Furthermore, the Court could not have stopped its examination here, as has been held in numerous cases, the ‘classification test’ has two requirements, i.e: –
(a) an intelligible differentia between the individuals or groups that are subjected to differential treatment;
(b) a rational nexus between that differentia and object sought to be achieved by the State.
So even if the Court concluded that there was a rational distinction between final year students and other students, it still needed to examine that this distinction had a reasonable nexus with the object sought to be achieved by the revised guidelines. This can be seen from a constitution bench judgement of the Court in Kangsari Haldar & Another vs The State Of West Bengal), wherein the Court held that,
“If both these tests are satisfied the statute must be held to be valid…… If either of the two tests is not satisfied the statute must be struck down as violative of Art. 14.”
In its Judgement, the Court firstly did not explain the intelligible differentia between terminal semester students and other students, and secondly it did not even attempt to test the revised guidelines against the second limb of the classification test.
3. Manifestly Arbitrary test
The Court rejected this argument by holding that the revised guidelines were issued after proper application of mind as: –
a.
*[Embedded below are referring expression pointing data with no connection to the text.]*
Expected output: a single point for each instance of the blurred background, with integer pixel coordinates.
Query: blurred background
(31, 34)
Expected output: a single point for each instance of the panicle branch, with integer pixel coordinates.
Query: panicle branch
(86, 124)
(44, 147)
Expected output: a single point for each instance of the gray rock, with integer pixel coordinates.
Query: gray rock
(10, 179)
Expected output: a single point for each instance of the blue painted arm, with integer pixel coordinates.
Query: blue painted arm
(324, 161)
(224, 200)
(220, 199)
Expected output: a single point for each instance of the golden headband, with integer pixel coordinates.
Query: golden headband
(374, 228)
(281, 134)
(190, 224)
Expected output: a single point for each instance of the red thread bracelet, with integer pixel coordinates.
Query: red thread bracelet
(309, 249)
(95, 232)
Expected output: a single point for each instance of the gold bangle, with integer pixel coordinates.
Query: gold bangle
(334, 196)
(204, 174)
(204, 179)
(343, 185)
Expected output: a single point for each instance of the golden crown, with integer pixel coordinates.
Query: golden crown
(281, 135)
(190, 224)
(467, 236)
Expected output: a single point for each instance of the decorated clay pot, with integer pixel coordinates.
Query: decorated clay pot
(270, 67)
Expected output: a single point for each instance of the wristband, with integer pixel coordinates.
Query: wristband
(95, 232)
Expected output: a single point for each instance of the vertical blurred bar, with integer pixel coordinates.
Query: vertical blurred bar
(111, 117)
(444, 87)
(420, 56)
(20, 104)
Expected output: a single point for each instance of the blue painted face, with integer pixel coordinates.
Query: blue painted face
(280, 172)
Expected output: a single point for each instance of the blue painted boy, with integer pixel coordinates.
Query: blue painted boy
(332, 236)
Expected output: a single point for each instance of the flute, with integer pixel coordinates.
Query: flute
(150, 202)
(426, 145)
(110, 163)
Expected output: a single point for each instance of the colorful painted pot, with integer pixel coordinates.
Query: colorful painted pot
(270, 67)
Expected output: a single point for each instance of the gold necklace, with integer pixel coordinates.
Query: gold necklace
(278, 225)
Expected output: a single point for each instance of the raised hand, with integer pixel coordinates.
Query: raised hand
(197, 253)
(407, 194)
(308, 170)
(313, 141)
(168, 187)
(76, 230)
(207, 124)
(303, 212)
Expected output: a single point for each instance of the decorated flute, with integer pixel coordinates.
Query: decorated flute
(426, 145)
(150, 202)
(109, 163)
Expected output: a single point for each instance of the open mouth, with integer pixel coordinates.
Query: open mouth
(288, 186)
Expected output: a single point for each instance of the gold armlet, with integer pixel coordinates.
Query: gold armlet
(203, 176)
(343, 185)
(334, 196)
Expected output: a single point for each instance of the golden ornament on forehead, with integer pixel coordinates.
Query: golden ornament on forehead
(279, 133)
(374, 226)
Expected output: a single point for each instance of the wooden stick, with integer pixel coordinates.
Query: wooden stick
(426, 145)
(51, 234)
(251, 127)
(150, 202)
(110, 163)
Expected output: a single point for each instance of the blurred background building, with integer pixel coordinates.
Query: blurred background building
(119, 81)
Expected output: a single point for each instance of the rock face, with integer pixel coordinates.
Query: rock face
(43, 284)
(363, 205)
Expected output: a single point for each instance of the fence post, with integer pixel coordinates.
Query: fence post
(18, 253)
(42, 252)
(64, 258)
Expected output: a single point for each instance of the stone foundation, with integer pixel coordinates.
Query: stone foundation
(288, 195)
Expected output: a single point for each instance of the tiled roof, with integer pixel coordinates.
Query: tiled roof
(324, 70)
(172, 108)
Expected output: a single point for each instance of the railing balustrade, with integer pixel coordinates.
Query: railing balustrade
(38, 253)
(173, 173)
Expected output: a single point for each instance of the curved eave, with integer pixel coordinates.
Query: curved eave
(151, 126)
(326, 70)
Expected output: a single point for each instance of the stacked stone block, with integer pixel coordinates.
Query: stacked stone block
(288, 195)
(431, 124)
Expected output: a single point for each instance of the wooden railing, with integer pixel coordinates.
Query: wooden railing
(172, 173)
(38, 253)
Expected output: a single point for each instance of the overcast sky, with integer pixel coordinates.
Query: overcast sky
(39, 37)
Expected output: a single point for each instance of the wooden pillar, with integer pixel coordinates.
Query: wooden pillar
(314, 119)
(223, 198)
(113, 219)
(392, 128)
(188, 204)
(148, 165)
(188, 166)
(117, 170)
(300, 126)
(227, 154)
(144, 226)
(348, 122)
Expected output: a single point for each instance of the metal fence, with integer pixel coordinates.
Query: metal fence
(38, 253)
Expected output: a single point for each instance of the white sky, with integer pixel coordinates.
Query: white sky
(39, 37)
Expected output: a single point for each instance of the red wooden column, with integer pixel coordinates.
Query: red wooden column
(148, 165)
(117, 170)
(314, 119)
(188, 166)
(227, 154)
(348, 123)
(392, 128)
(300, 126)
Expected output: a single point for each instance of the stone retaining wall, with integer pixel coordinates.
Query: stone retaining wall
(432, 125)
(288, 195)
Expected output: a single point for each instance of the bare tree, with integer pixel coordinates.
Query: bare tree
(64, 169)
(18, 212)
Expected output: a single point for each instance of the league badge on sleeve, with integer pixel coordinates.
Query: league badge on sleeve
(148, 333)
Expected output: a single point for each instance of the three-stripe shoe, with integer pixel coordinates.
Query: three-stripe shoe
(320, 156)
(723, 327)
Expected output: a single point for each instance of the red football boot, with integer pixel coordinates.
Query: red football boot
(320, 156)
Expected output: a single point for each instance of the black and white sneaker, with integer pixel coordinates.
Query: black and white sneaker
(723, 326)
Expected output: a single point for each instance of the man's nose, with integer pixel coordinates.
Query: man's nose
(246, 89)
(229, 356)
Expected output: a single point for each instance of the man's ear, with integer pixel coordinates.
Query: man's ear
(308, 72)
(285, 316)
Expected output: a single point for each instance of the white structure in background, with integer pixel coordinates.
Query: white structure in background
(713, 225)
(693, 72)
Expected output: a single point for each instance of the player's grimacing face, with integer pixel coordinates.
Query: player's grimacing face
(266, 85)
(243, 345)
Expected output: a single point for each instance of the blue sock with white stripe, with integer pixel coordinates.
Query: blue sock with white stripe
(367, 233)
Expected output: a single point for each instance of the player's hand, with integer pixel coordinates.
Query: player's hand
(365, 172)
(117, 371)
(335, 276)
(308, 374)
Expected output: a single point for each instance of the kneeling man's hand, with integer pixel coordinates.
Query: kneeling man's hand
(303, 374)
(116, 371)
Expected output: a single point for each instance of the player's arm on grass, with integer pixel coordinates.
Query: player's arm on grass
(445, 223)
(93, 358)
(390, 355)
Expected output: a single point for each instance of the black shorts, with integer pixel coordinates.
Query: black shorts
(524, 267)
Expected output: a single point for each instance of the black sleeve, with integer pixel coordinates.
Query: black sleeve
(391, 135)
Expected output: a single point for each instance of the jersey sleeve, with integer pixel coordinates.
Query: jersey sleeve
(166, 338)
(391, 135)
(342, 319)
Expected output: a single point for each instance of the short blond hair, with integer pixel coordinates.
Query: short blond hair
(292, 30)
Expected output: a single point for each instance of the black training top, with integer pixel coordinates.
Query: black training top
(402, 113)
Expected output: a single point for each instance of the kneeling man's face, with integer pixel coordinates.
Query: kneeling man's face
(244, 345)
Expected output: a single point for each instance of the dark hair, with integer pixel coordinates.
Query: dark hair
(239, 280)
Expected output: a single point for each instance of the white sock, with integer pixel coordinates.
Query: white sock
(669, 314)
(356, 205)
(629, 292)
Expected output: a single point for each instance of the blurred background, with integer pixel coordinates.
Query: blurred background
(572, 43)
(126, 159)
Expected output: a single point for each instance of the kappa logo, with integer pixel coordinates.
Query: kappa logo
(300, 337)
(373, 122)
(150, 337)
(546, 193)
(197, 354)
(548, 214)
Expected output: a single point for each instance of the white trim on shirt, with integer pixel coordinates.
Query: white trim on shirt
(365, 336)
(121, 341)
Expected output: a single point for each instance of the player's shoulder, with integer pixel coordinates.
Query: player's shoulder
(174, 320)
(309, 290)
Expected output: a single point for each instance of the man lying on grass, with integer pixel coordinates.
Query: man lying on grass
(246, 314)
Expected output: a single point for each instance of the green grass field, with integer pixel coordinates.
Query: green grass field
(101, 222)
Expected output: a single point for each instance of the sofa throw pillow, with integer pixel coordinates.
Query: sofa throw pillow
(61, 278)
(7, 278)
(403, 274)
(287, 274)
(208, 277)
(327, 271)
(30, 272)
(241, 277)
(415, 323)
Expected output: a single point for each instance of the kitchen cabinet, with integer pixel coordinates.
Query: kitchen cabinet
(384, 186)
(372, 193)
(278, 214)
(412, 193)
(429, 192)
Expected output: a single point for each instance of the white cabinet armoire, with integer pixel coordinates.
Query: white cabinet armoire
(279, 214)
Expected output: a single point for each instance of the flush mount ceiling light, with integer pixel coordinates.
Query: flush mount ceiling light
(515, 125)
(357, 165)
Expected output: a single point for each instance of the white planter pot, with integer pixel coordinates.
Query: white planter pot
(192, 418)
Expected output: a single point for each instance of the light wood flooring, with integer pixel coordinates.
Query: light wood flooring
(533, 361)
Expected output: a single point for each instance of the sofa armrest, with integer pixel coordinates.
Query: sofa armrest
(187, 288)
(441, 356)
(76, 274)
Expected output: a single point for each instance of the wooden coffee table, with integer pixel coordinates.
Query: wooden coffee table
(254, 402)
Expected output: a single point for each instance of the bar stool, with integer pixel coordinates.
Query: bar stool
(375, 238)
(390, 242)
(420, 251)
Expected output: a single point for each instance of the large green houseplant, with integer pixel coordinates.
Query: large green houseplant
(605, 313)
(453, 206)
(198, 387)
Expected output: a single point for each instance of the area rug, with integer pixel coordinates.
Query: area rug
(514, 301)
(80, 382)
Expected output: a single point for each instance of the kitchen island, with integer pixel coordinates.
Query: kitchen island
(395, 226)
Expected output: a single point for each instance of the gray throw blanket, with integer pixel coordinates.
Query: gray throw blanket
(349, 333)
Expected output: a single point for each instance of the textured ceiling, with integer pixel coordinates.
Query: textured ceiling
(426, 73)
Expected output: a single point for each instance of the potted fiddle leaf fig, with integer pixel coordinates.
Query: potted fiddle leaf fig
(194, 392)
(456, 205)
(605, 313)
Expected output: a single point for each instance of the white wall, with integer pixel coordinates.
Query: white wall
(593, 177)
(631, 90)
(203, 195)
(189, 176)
The academic calender in the earlier guidelines contemplated the conduct of examinations by July 2020, and the revised guidelies extended this deadline to September after noticing that “The number of covid cases are still rising and likely to increase further…”
b. The revised guidelines allowed three modes for conducting examinations for final year students (Offline, Online and Hybrid mode).
c. Provision for examination through special chance to any final year student who is unable to appear in the examinations due to any reasons.
Now unlike the “classification test”, there are no fixed standards for applying the manifestly arbitrariness test, and the Court has previously explained arbitrariness to be, “Manifest arbitrariness, therefore, must be something done capriciously, irrationally and/or without determining principle. Also, when something is done which is excessive and disproportionate, such legislation would be manifestly arbitrary.”
Thus there is no specific manner in which this test needs to be applied, however it can be noted that, here, the Court failed to note that the academic calender provided under the earlier guidelines were only suggestive in nature, and allowed the Universities to adapt them to their needs. Furthermore, since there was no mandate for conducting examinations for the final year students in the earlier guidelines, many Universities, including certain National Law Universities and IITs’ had awarded degrees based on the aggregate marks of the final year students.
Maybe if the Court had taken these factors into account, then the result would have been different.
During the hearing, Justice Bhushan had observed that students cannot decide on their welfare, and that only the authorities were competent to decide the same. However the students could hope that the authorities make reasoned decisions on their future, and that when the decision was challenged before the Court, the Court would examine the decision against the constitution by applying the well established constitutional tests under Article 14. In our humble opinion, the Court has failed in this exercise.